9 His Honour at [342] cited Kirch (above) and quoted Allsop J in Evans Deakin Pty Limited v Sebel Furniture Limited [2003] FCA 171 at [676] that:

          “There is no ethical reason why [expert evidence] cannot be given by the person providing assistance [in the litigation], as long as that person and legal advisors understand and recognise the difference between the two tasks and keep them separate”.

10 Austin J concluded that an expected lack of impartiality in the perception of a reasonable bystander by reason of a personal, family or business relationship is not itself a ground for holding that an expert’s opinion is inadmissible, at [346]-[348]:

          “In summary, the fact that the expert may have had a family, personal or business relationship with the party retaining him or her, of a kind that might cause a reasonable bystander to apprehend or even expect a lack of impartiality in the expert’s opinions, is not of itself a ground for determining that the expert lacks testimonial capacity or competency, or otherwise for holding that the expert’s opinion evidence is inadmissible... there is no basis for holding inadmissible or excluding the Carter report merely because PwC were retained to assist ASIC in its investigation before the proceeding was commenced and Mr Carter provided his report of 21 November, and Mr Carter’s assistance at PwC continued to perform assignments for ASIC concurrently with Mr Carter preparing his Report for use in the proceedings.

          There may, however, be additional factors that would make the evidence inadmissible or, at least, would cause the court to exclude it in the exercise of its discretion.

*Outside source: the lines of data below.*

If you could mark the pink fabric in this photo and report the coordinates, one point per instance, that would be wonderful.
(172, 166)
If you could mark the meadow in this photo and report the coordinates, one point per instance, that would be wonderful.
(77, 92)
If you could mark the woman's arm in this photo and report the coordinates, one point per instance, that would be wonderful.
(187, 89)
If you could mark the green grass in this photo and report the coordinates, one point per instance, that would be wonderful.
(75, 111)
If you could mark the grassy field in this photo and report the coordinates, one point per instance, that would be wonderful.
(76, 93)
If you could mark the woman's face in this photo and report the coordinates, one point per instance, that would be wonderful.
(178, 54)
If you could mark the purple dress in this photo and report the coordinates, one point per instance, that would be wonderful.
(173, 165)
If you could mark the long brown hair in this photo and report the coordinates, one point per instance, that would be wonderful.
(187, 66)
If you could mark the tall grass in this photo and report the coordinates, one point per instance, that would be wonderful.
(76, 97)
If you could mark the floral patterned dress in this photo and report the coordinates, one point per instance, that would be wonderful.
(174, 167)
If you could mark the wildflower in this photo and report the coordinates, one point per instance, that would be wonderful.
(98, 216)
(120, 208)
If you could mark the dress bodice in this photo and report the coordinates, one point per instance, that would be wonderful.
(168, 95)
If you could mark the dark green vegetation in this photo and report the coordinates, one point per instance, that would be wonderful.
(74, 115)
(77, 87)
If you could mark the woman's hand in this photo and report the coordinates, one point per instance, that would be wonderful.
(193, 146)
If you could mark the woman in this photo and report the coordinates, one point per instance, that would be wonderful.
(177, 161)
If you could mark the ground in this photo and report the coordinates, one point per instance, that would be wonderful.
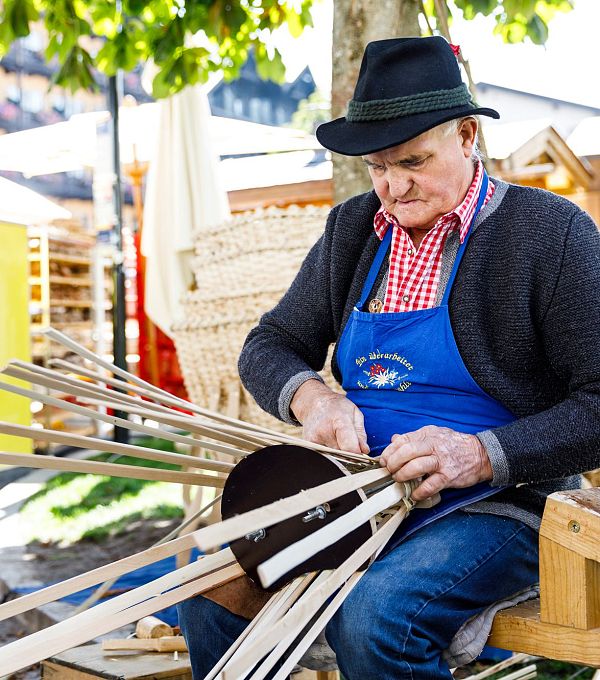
(75, 558)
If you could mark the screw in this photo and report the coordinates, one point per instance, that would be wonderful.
(320, 512)
(256, 536)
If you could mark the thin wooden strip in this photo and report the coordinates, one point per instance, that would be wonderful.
(173, 402)
(110, 469)
(114, 420)
(95, 576)
(245, 445)
(90, 413)
(270, 514)
(306, 589)
(162, 644)
(82, 351)
(306, 606)
(107, 584)
(164, 414)
(161, 395)
(283, 599)
(296, 553)
(79, 441)
(315, 628)
(27, 651)
(295, 655)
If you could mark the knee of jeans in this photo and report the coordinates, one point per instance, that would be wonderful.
(192, 613)
(355, 631)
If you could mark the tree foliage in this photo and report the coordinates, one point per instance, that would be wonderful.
(516, 20)
(187, 39)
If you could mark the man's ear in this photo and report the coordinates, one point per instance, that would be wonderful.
(468, 133)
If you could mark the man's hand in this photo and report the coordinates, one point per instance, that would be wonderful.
(444, 458)
(328, 418)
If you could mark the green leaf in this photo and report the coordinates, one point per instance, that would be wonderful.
(20, 15)
(269, 68)
(537, 30)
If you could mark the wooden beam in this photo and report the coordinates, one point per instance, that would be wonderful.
(521, 630)
(569, 587)
(570, 559)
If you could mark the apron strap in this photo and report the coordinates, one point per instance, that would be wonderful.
(463, 246)
(375, 267)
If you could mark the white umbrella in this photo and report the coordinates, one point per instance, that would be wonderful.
(20, 205)
(183, 196)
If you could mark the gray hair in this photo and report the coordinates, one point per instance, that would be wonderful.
(452, 126)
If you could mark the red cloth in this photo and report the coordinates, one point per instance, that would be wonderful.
(414, 274)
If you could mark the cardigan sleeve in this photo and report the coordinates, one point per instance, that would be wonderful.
(564, 439)
(290, 342)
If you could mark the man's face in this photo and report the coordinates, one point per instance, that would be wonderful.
(426, 177)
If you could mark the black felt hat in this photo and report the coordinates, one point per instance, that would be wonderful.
(405, 87)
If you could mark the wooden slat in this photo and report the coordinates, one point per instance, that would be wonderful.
(110, 469)
(569, 587)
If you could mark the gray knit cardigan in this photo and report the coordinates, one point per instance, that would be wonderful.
(525, 311)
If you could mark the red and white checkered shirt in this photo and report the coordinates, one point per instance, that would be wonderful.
(414, 274)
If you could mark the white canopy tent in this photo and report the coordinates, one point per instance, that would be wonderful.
(19, 205)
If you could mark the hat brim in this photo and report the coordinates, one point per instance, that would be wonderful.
(359, 139)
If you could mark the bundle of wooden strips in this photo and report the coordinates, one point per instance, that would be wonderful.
(304, 607)
(236, 283)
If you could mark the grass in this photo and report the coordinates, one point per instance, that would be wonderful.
(72, 507)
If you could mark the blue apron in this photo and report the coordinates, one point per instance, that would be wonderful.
(404, 371)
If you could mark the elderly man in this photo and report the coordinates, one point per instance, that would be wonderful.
(465, 316)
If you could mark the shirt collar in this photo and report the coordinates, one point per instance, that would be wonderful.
(459, 218)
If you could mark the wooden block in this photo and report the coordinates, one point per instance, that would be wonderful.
(572, 519)
(151, 627)
(569, 587)
(89, 662)
(570, 559)
(520, 630)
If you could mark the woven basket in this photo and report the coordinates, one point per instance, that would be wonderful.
(242, 269)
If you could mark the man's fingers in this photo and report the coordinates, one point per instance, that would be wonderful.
(395, 456)
(346, 436)
(429, 487)
(359, 426)
(418, 467)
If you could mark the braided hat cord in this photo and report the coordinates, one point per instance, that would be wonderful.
(423, 102)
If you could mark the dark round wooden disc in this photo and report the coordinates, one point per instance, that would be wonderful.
(274, 473)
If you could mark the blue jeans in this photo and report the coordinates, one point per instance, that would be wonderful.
(404, 612)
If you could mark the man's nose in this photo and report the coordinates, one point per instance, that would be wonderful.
(399, 184)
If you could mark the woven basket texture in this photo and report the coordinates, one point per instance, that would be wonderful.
(242, 269)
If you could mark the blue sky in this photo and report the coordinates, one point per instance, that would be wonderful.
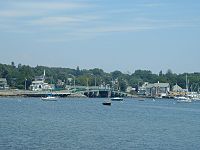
(112, 35)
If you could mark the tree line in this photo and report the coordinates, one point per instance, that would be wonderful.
(17, 74)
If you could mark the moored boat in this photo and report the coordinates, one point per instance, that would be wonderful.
(117, 99)
(107, 102)
(49, 98)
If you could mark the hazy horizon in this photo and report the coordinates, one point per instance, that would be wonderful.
(111, 35)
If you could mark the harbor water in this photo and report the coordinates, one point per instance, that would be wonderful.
(86, 124)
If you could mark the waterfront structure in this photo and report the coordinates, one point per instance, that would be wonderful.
(39, 84)
(155, 89)
(3, 84)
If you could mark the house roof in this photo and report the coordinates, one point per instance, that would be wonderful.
(176, 88)
(3, 80)
(162, 85)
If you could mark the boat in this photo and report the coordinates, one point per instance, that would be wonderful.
(107, 102)
(49, 98)
(184, 99)
(117, 99)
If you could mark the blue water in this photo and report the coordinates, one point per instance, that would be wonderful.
(85, 124)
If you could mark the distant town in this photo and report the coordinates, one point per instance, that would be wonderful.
(23, 80)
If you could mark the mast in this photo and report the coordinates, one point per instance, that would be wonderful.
(186, 83)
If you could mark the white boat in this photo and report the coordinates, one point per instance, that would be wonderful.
(183, 99)
(49, 98)
(107, 102)
(117, 99)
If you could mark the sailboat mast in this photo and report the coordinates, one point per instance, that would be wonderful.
(186, 83)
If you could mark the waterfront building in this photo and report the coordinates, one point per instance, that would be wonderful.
(39, 84)
(155, 89)
(3, 84)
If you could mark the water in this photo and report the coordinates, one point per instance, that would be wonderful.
(85, 124)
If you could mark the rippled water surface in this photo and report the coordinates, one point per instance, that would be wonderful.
(86, 124)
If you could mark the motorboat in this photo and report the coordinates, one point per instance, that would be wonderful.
(49, 98)
(117, 99)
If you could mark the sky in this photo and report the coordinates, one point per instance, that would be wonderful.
(123, 35)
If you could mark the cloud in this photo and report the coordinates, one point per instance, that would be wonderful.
(32, 9)
(63, 20)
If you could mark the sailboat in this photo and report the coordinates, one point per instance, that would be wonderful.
(107, 101)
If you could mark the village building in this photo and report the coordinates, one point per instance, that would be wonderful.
(39, 84)
(3, 84)
(154, 89)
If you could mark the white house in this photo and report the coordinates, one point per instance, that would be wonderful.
(39, 84)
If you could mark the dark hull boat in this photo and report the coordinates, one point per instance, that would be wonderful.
(108, 102)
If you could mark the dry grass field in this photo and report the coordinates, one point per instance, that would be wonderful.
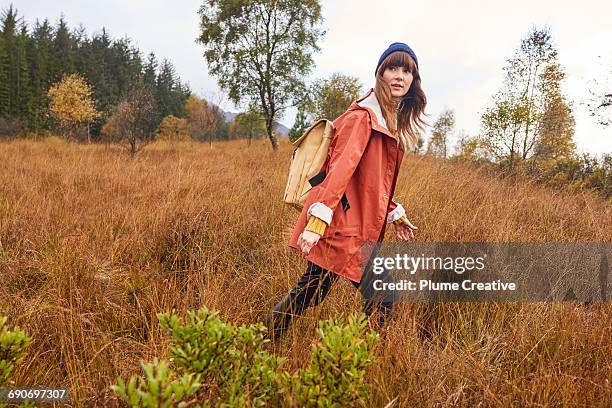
(93, 245)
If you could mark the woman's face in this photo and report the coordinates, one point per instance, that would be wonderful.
(399, 80)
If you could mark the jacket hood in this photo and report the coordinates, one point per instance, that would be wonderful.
(370, 103)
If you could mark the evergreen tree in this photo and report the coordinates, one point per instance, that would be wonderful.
(63, 52)
(10, 106)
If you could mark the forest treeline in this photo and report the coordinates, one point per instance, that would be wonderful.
(33, 60)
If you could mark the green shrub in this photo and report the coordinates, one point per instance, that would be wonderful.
(230, 355)
(335, 376)
(12, 349)
(159, 388)
(231, 361)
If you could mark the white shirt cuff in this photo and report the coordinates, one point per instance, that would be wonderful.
(321, 211)
(395, 214)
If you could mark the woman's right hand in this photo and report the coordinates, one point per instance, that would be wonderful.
(307, 240)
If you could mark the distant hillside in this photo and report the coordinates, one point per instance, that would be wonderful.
(280, 128)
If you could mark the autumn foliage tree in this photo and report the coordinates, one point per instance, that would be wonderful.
(260, 50)
(530, 105)
(248, 125)
(173, 129)
(326, 98)
(132, 125)
(442, 130)
(71, 104)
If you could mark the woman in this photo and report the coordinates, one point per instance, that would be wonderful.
(360, 173)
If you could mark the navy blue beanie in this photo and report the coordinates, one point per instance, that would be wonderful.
(397, 47)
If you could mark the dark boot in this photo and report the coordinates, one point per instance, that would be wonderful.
(279, 320)
(313, 287)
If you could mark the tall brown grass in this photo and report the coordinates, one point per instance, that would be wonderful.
(94, 245)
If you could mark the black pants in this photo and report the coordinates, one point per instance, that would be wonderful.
(312, 288)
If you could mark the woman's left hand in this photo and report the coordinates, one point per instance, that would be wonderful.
(405, 230)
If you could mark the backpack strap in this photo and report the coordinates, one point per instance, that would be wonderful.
(318, 179)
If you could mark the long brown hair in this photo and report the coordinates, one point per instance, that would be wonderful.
(403, 120)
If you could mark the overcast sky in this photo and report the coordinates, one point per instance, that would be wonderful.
(461, 45)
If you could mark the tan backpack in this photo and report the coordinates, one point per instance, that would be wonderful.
(310, 154)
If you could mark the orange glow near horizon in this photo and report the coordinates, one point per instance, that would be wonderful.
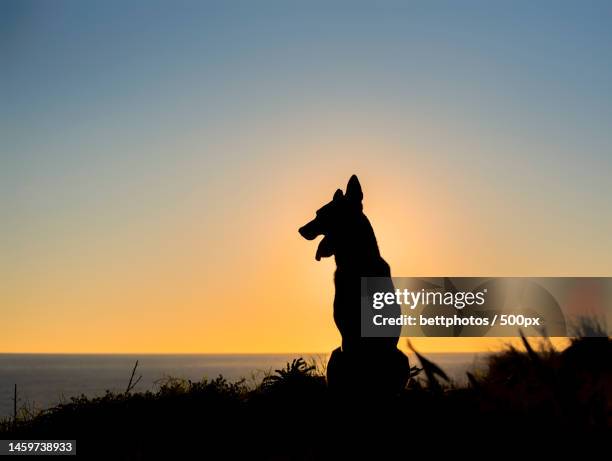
(234, 276)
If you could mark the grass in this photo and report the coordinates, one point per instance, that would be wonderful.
(290, 414)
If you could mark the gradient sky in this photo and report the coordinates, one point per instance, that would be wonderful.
(157, 159)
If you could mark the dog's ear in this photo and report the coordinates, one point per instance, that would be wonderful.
(353, 190)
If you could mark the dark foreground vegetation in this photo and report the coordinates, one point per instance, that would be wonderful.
(536, 400)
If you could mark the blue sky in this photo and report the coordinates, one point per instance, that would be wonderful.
(125, 123)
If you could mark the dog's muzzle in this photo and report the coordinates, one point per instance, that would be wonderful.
(311, 230)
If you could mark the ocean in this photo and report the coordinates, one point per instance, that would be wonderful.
(43, 380)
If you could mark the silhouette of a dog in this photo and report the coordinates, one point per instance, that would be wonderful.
(364, 365)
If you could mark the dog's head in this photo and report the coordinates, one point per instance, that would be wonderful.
(331, 219)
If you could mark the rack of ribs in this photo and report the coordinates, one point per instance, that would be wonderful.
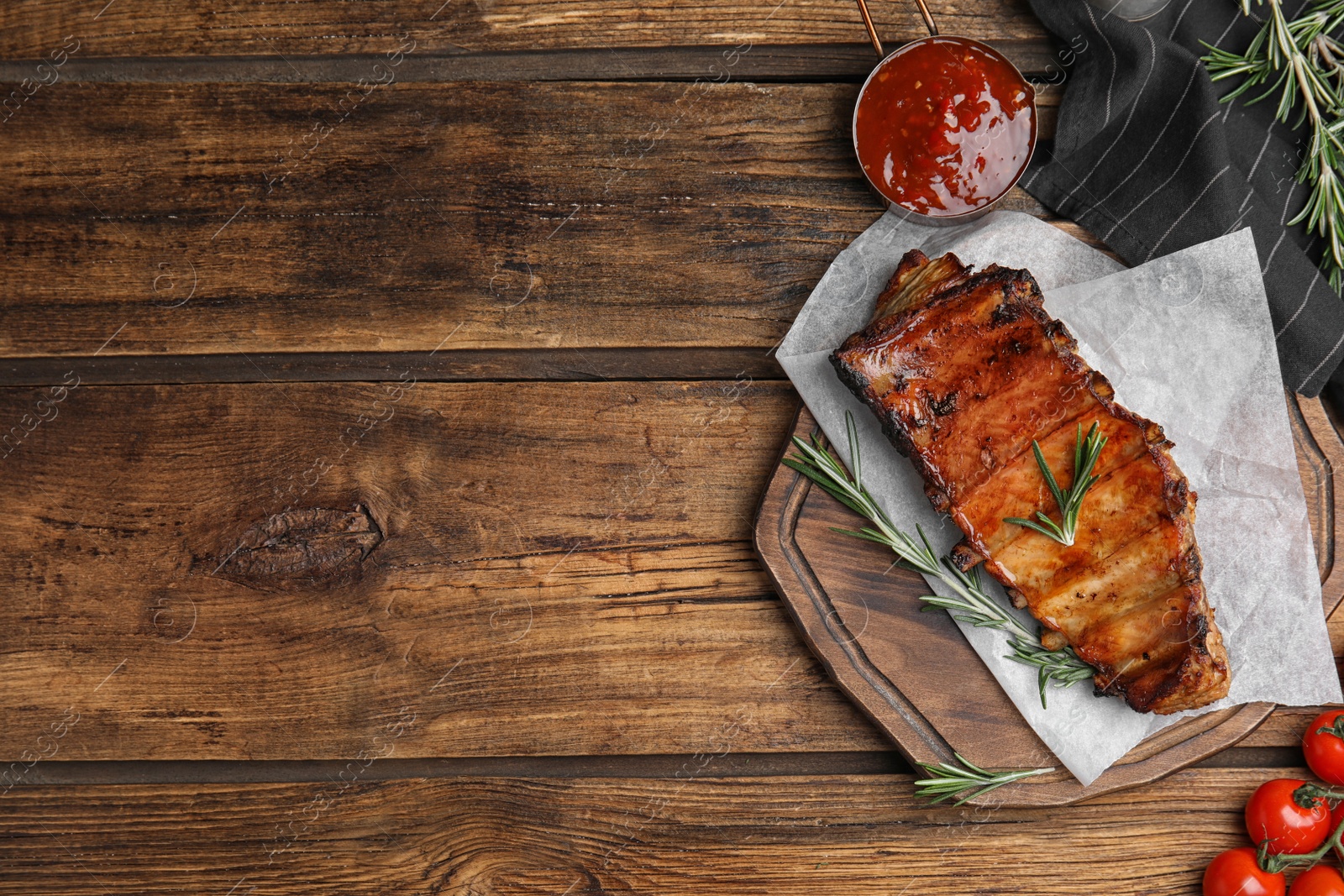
(965, 371)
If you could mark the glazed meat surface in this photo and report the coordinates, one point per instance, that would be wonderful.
(965, 371)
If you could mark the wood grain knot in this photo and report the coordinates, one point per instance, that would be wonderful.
(315, 544)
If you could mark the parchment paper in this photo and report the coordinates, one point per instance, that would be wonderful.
(1189, 343)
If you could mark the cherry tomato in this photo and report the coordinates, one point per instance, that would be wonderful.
(1324, 750)
(1317, 880)
(1273, 815)
(1236, 873)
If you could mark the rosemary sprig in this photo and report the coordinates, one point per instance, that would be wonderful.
(948, 781)
(1300, 60)
(969, 602)
(1070, 503)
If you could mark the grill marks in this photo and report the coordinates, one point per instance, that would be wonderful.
(964, 371)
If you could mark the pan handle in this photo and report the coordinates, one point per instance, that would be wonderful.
(873, 31)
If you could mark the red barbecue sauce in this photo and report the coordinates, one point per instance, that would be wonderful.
(944, 127)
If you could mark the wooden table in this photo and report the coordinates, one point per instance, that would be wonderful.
(387, 396)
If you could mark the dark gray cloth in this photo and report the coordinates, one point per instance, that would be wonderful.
(1149, 160)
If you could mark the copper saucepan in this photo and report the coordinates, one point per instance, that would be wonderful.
(1005, 155)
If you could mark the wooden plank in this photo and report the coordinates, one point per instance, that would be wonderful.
(33, 29)
(468, 365)
(433, 217)
(691, 835)
(604, 604)
(530, 567)
(764, 62)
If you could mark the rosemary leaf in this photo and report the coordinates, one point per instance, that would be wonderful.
(971, 602)
(948, 781)
(1300, 60)
(1086, 450)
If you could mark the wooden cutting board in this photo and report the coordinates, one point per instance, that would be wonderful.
(920, 680)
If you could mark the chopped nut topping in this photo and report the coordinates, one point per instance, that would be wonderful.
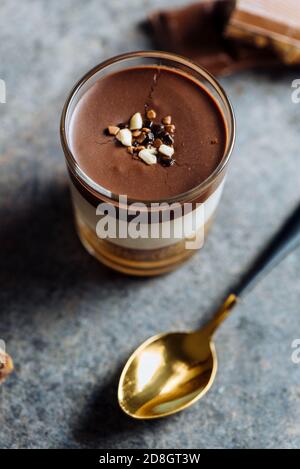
(157, 142)
(6, 365)
(140, 148)
(113, 129)
(152, 150)
(144, 138)
(141, 137)
(147, 156)
(151, 114)
(167, 120)
(170, 128)
(125, 137)
(166, 150)
(136, 122)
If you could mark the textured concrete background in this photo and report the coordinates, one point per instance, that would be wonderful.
(71, 323)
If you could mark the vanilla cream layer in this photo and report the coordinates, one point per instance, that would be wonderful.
(157, 235)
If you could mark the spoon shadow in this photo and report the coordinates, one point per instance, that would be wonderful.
(102, 419)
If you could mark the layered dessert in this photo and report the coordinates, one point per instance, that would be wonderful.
(153, 133)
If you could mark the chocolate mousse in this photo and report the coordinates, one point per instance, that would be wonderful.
(177, 102)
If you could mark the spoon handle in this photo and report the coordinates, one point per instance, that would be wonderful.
(282, 243)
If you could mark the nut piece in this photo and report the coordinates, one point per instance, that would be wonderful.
(167, 120)
(157, 142)
(151, 114)
(147, 156)
(125, 137)
(6, 366)
(152, 150)
(170, 128)
(166, 150)
(136, 122)
(113, 129)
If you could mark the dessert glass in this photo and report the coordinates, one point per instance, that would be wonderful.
(148, 255)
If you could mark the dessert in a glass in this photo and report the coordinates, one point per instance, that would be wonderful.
(146, 134)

For example, the court might exclude an expert’s evidence if it appeared that the expert, having formed his or her opinions for another purpose, was not prepared to consider changing his or her mind for the purposes of giving evidence in court. But that is not the evidence in the present case...

          One additional factor especially pertinent in the present case is that expert opinion evidence might be excluded if the expert, in the course of his or her prior relationship with the party who has retained him or her, has obtained evidence relevant to the formation of his or her expert opinion, which is not part of the identified body of information to which the expert is authorised to have regard in preparing the report. Here the problem is not lack of independence per se, but the fact that, in the course of acting in relationship with the party to the litigation in a non-independent way, the expert may have obtained information which is not appropriate or permissible to be used as a factual basis for expert opinions”.

11 The authorities support the following propositions, in my view. First, a mere family, personal or business relationship (including that of a retainer as an investigator), even of a kind that might reasonably cause an expectation of lack of impartiality, is insufficient of itself to lead to rejection of expert evidence. Secondly, and exceptionally, there may be additional factors which justify rejection on the ground of clear lack of capacity to bring the requisite degree of impartiality to the expert’s reasons, either because the evidence is then inadmissible or in the exercise of the court’s discretion. In my opinion, that an expert witness is or was an employee of the party retaining the expert, has investigated the matter prior to commencement of proceedings, and has recommended that proceedings be taken, are insufficient factors, of themselves, to lead to rejection of the expert’s evidence. That is the present case.

12 ASIC v Rich, the facts of which are analogous to the present case, was not drawn to the attention of Lloyd J in Willoughby City Council v Transport Infrastructure Development Corporation (No 2). The latter case may be explained on the basis of the existence of factors additional to the employer/employee relationship which, in conjunction with that relationship, so clearly demonstrated that the expert had adopted the role of an advocate that there was no doubt that the expert was incapable of bringing the requisite degree of impartiality to the expert’s evidence. That is not this case. The evidence on which the defendant relies referred to at [3] above cannot be characterised in that way.

13 Accordingly, the objection is overruled.